E-mail applications allow you to create and use "stationary" backgrounds and html to get fancy fonts. These extras add unnecessary size and information to an e-mail. If a recipient has his or her e-mail configured to only accept text messages, your message may not even display. If you do not know how to set your e-mail to send and receive only in text format, contact an IT professional.

E-mail Netiquette: Time Out

The great thing about e-mail is when you click the "Send" button, your message rushes across the Internet almost instantaneously to someone else's computer. The unfortunate thing about e-mail? Once your message is sent, it's gone. You cannot change your mind and take it back.

There have been many times when a click of the mouse has sent the wrong message, sometimes to many people at once. To avoid embarrassing and potentially job-threatening mistakes, take a minute before you click the "Send" button to re-read your message. Make sure what you have written cannot be easily misunderstood. RUN YOUR SPELL CHECK!

If you are sending a message in anger, take this advice one step further. Before you send the message, take five. Go get some coffee, or just walk outside for a moment. When you return, read your message again. You may want to tone down your message after a second look. Most e-mail programs let you set a delay for outgoing messages. That way, when you click "Send," the message actually goes into a queue and is sent the next time your e-mail is checked. For example, in Microsoft's Outlook, look under Tools > Options. Under the Send tab, make sure "Send messages immediately" is unchecked. This gives you a short time to stop your message from going out, in case you change your mind.

E-mail Netiquette: Attachments

Not all viruses are delivered as attachments, but many are.
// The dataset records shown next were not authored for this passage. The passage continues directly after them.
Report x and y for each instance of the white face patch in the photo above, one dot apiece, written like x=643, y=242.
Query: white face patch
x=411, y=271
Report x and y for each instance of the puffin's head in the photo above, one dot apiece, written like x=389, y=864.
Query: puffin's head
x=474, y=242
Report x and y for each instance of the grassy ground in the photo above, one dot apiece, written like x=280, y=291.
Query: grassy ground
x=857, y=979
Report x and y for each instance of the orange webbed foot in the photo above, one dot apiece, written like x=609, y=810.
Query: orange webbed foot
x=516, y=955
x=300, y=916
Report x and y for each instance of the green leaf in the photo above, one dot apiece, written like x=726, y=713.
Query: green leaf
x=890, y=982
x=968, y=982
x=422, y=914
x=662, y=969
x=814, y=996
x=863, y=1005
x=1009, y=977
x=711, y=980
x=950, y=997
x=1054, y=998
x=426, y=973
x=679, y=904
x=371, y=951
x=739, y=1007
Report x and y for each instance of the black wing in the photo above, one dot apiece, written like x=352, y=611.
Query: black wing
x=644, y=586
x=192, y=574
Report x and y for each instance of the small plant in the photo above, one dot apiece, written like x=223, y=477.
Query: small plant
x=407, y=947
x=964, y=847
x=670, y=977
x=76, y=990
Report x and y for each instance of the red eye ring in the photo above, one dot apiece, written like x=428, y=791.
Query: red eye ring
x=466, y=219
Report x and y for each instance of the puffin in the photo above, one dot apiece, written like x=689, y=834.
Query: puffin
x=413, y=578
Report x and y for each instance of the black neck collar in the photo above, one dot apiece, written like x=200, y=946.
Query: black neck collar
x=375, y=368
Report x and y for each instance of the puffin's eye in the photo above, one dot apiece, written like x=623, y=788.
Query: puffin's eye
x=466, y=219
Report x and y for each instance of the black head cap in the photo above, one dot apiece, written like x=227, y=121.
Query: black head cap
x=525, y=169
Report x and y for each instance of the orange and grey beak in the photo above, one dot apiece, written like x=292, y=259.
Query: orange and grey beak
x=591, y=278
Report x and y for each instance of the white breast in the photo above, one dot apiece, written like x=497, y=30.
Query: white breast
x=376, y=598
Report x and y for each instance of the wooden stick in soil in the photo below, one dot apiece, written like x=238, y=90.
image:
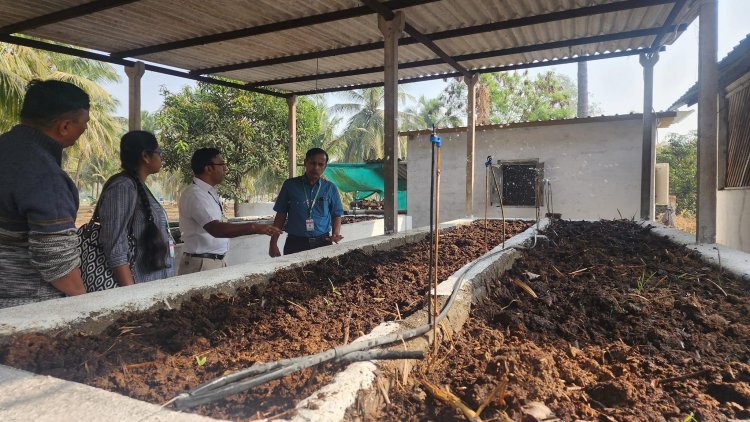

As a result IT departments often block certain attachments (designated by filename [.pif, .eml, and so on]. Some departments may not allow attachments at all. Whenever possible try to send messages as part of the text of a message instead of as an attached word processing file (like a Word document). Some material will not easily fit inside email text, like a PowerPoint file, and you will need to attach it.

File size matters, especially if your attachment is an Adobe Portable Document File (.pdf), a PowerPoint File (.ppt), or an image file (.gif or .jpg). Click on the images below. They will appear the same visually (height and width and resolution), but they will download differently, but one is over 3 times larger than the other! If you are involved in creating any of these file types, be sure to learn the methods for saving the files in sizes that do not compromise quality to a degree that the file content is harmed, but that will help users avoid lengthy download times.

Sample Image, 69 Kilobytes

Same Sample Image, 26 Kilobytes

E-mail Management

Unfortunately, the specific steps to filtering e-mail vary with each application and often with each version of the application. E-mail applications are extremely powerful and each new version tries to add some bell or whistle to justify the upgrade. Regardless of which e-mail application you use, the LOGIC of e-mail is the same. All e-mail routes messages into a default Inbox, all e-mail has management tools (organize in Outlook and filtering in Netscape), all e-mail allows you to send attachments, and all e-mail lets you send messages in text only formats or advanced html formats.